Editor's note: This is a longer version of an article that appeared in the fall 2014 issue of UC Santa Cruz Review magazine.
Greg Neri (Cowell '87, theater arts and film) was 21 when life as he knew it ground to a halt.
Instead of days filled with acting, painting, filmmaking, and studies at UC Santa Cruz, Neri lay on his dorm room bed unable to move, read, or even listen to music without the world spinning vertiginously around him. What had seemed like a case of the flu was diagnosed as Meniere's Disease, a chronic inner-ear disorder that causes severe dizziness, nausea, and hearing loss.
Today, Neri, an award-winning author of teen novels, describes the illness as a turning point where he not only decided to view the disease as a metaphor about focus and life balance but also vowed not to pursue any job that didn't have meaning.
"I learned you can never take anything for granted, so why should I waste time doing anything meaningless?" says Neri, who beat the illness after a three-year battle. "It forced me to become a very practical dreamer."

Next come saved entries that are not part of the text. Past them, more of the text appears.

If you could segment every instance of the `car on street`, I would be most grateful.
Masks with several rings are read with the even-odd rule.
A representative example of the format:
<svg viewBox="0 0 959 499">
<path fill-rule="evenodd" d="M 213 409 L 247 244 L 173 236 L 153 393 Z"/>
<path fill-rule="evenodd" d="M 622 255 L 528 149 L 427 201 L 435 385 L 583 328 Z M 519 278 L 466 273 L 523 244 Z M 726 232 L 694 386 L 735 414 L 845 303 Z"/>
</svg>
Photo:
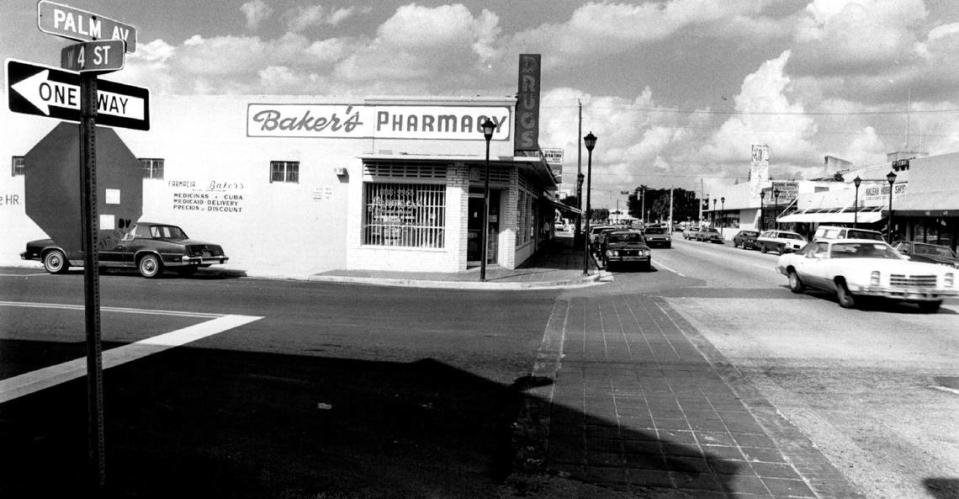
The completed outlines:
<svg viewBox="0 0 959 499">
<path fill-rule="evenodd" d="M 615 230 L 606 235 L 603 251 L 603 267 L 606 269 L 613 264 L 638 264 L 643 270 L 649 270 L 651 262 L 652 251 L 642 232 Z"/>
<path fill-rule="evenodd" d="M 838 227 L 835 225 L 820 225 L 816 227 L 813 239 L 873 239 L 876 241 L 885 241 L 882 233 L 870 229 L 858 229 L 853 227 Z"/>
<path fill-rule="evenodd" d="M 939 263 L 959 269 L 959 257 L 949 246 L 903 241 L 897 243 L 893 248 L 915 262 Z"/>
<path fill-rule="evenodd" d="M 683 229 L 683 239 L 696 239 L 696 233 L 699 232 L 699 227 L 691 225 Z"/>
<path fill-rule="evenodd" d="M 723 235 L 719 233 L 719 230 L 713 227 L 704 227 L 696 232 L 697 241 L 706 241 L 710 243 L 719 243 L 725 244 L 723 240 Z"/>
<path fill-rule="evenodd" d="M 81 252 L 68 252 L 52 239 L 28 242 L 20 258 L 43 262 L 43 268 L 51 274 L 83 266 Z M 190 239 L 176 225 L 154 222 L 137 223 L 116 244 L 99 251 L 101 267 L 135 268 L 148 278 L 159 276 L 164 269 L 188 275 L 227 260 L 220 245 Z"/>
<path fill-rule="evenodd" d="M 669 229 L 662 225 L 651 225 L 643 229 L 643 236 L 646 238 L 646 244 L 650 248 L 663 247 L 671 248 L 673 238 L 669 235 Z"/>
<path fill-rule="evenodd" d="M 806 238 L 788 230 L 767 230 L 756 238 L 756 246 L 762 253 L 775 251 L 782 255 L 791 251 L 799 251 L 805 245 Z"/>
<path fill-rule="evenodd" d="M 589 228 L 589 245 L 594 246 L 599 243 L 599 235 L 605 229 L 615 229 L 613 225 L 594 225 Z"/>
<path fill-rule="evenodd" d="M 959 296 L 956 269 L 904 258 L 884 241 L 821 239 L 798 253 L 780 255 L 776 269 L 801 293 L 819 288 L 835 293 L 839 306 L 883 298 L 916 303 L 924 312 L 939 310 L 942 299 Z"/>
<path fill-rule="evenodd" d="M 756 249 L 756 238 L 759 237 L 758 230 L 741 230 L 733 236 L 733 247 L 742 249 Z"/>
</svg>

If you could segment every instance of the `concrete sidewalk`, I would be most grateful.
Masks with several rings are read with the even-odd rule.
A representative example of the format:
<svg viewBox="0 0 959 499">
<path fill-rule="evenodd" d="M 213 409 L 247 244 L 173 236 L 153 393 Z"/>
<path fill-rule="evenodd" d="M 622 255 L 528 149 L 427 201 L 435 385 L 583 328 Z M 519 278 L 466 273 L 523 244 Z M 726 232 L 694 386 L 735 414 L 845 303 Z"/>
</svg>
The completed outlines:
<svg viewBox="0 0 959 499">
<path fill-rule="evenodd" d="M 557 300 L 515 468 L 636 497 L 862 497 L 665 300 Z"/>
<path fill-rule="evenodd" d="M 589 275 L 583 274 L 582 249 L 573 247 L 572 237 L 554 238 L 537 254 L 516 269 L 488 265 L 486 282 L 480 281 L 480 268 L 463 272 L 395 272 L 371 270 L 331 270 L 308 277 L 310 281 L 456 289 L 540 289 L 592 286 L 602 272 L 590 258 Z"/>
</svg>

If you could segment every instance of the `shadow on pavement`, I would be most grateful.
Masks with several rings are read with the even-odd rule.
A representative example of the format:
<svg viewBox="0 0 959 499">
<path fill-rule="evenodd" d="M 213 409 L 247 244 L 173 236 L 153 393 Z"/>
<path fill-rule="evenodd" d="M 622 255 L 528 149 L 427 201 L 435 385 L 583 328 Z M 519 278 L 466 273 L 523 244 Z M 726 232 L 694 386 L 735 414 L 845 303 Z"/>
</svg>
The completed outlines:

That practical dream now includes a list of popular, reality-based Young Adult and Middle Grade novels—books like Knockout Games, which deals with an urban sport that involves teens attacking unsuspecting strangers; Ghetto Cowboy, about a hidden, inner-city black cowboy culture; and Chess Rumble, which delves into the street chess scene.
They are books that appeal to kids who don't like reading, to urban teens whose worlds are narrow and rough. They are the kinds of books, librarians tell Neri, that are among those most often stolen from library shelves.
Neri smiles as he related that fact while on a visit to Santa Cruz from his home in Florida. It's the kind of accolade he can appreciate.
Neri's life has always been what he calls "off the highway." A talented but introspective artist and filmmaker, he went to work with his brother in the nascent world of online digital media after several years of working in Hollywood. With clients like Disney and Mercedes Benz, he was excited by the challenge of the then-unknown world of the Internet. But he also wanted more, and he began teaching animation is L.A.'s inner-city schools.
Beneath the street-tough exterior of the kids he worked with, says the now 50-year-old Neri, he saw a vulnerability and innocence caused by a lack of exposure to the wider world.
"I started to see young people worth saving," says Neri. "It was about exposing them to other possibilities."
The chance to do just that happened when Neri's wife received a professorship in Tampa, Fla. Neri quit his L.A. job, moved east, and dug out a film script he'd written about the life of an 11-year-old gang-banger named Robert "Yummy" Sandifer, who'd been shot in 1994 on Chicago's South Side. The resulting graphic novel, Yummy, won a Coretta Scott King Award and was also honored by the Simon Wiesenthal Center.
Other books blossomed.
A chance encounter with a paddle-out for a young surfer who had died and the discovery of the underworld of wave-riding drug smugglers resulted in the book Surf Mules. A visit to an inner-city school in St. Louis began a conversation with a librarian about the so-called Knockout game, where kids attacked random strangers on the street.
"All these stories, true stories, started coming at me," Neri says of the book's genesis. "It was like a cross between Lord of the Flies and Oliver Twist. By the next day, I knew I had to write it."
Because Neri's stories are based in reality, he spends long hours on research and also makes it a point to travel to each book's locale. For his upcoming picture book on Johnny Cash, for instance, Neri drove the lonely dirt road to Cash's childhood home in Dyess, Ark., retraced Cash's long walk to town, and found himself at a family gathering to celebrate what would have been Cash's 80th birthday.
"To capture the truth, you have to see the light. You have to know how the air smells, how people talk, the words they use," Neri says.
His novels are about outsiders, about people trying to find their place in the world. They're the stories that resonate with urban youth, he says.
"You can't put Jane Austen in front of these kids because, socially and culturally, they won't recognize the voice," says Neri. "But the way I write, kids recognize that voice. They say, 'This book is about me. It's about my world.'"
"Greg stands out because he has a very fresh take on fiction," says his agent Edward Necarsulmer IV of Dunow, Carson & Lerner Literary Agency in New York City. "What he does is get people to come face-to-face with, and really acknowledge, the way we live our lives now."
That uncommon approach, Neri says, was born at UC Santa Cruz, where the emphasis was not on grades but on risk-taking and pursuing your passion.
"UC Santa Cruz opened my eyes to all these different ways of thinking about the world and all its diverse people," Neri says. "It made me independently minded."
It's the same message Neri delivers to his young readers, many of whom have never read a book before his. Neri, who writes under the pen name G. Neri, tells the story of a troublesome fifth-grader who got hold of his free-verse novella Chess Rumble. The young man went on to discover jazz poet Langston Hughes and Shakespeare. Later, he was accepted into a highly competitive creative arts magnet school on the strength of the poetry he wrote.
"My lesson to kids is: If you're open to taking a chance and walking down a different path, some really amazing things can happen," Neri says. "You never know what's around the next bend."